Nel corso delle manifestazioni, che si stanno tenendo in Siria contro il regime di Assan, dal marzo scorso sono stati uccisi almeno 256 bambini. Lo rivela un rapporto di una commissione indipendente internazionale istituita dall’Alto commissariato per i diritti umani delle Nazioni Unite.
Secondo l’indagine l’esercito regolare siriano si è macchiato di “crimini contro l’umanità” commettendo esecuzioni sommarie, arresti arbitrari, sequestri, torture e violenze sessuali anche contro ragazzini.

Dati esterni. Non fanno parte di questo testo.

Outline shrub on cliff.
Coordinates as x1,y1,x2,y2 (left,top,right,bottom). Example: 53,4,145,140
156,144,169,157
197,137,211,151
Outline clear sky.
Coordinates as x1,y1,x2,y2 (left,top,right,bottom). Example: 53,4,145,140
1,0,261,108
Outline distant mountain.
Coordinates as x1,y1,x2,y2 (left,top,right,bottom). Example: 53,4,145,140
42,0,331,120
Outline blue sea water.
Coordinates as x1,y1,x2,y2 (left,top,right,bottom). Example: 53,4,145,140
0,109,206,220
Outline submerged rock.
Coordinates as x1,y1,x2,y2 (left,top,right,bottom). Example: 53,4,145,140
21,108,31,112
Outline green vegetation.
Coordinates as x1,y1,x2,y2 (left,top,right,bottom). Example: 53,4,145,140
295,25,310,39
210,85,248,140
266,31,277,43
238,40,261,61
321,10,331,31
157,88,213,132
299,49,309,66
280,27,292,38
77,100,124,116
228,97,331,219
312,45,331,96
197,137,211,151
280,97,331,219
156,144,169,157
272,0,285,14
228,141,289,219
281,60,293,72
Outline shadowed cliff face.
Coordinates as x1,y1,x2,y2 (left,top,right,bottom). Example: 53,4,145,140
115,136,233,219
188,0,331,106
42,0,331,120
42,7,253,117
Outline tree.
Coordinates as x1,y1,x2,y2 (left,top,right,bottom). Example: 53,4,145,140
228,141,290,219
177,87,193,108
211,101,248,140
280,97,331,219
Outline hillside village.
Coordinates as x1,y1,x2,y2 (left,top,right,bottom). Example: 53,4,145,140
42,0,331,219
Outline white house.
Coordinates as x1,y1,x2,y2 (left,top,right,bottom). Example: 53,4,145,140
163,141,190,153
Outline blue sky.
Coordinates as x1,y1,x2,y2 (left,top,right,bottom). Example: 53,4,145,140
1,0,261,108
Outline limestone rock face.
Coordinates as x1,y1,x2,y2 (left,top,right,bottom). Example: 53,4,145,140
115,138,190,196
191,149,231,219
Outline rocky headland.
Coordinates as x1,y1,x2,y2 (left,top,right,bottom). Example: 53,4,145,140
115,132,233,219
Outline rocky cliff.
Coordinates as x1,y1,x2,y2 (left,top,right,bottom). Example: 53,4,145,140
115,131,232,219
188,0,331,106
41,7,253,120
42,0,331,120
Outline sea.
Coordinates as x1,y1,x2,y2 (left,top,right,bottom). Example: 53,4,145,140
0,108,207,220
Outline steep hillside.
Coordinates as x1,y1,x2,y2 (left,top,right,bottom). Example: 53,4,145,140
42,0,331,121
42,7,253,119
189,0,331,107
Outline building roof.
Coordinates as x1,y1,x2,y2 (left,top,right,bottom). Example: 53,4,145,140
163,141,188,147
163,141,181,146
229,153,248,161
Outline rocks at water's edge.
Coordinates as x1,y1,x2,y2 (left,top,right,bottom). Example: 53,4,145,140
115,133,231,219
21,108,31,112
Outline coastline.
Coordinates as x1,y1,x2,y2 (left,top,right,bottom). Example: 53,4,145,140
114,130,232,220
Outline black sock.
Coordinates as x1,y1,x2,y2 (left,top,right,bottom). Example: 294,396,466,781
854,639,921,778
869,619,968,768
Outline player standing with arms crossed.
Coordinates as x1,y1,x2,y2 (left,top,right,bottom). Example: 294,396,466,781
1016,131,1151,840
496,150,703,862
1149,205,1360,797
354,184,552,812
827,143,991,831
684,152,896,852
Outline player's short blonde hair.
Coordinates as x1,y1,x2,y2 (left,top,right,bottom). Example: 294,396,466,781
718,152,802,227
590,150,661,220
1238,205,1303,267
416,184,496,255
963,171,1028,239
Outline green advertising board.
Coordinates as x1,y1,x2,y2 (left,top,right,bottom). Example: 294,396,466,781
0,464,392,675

Il rapporto dell’Unhcr arriva il giorno dopo la decisioni della Lega araba di adottare sanzioni economiche contro Damasco per obbligare il regime di Assad a far cessare la repressione contro i manifestanti. Queste sanzioni – secondo la risoluzione votata dall’organizzazione panaraba riunita al Cairo – comprendono un congelamento delle transazioni commerciali con il governo siriano e dei conti correnti bancari del governo nei Paesi arabi, la sospensione dei collegamenti aerei tra i Paesi arabi e la Siria e un divieto di viaggiare nei Paesi arabi per diversi responsabili del regime.

Venerdì scorso, il Comitato dell’Onu contro la tortura ha denunciato le “violazioni flagranti e sistematiche dei diritti” umani in Siria e ha espresso “profonda preoccupazione per le flagranti violazioni dei diritti umani in Siria, che avrebbero avuto luogo in un contesto di impunità”.

Dallo scoppio delle manifestazioni contro il regime a marzo, la repressione ha provocato più di 3.500 morti secondo l’Onu (600 secondo Damasco) e numerosi feriti, senza contare le decine di migliaia di arresti.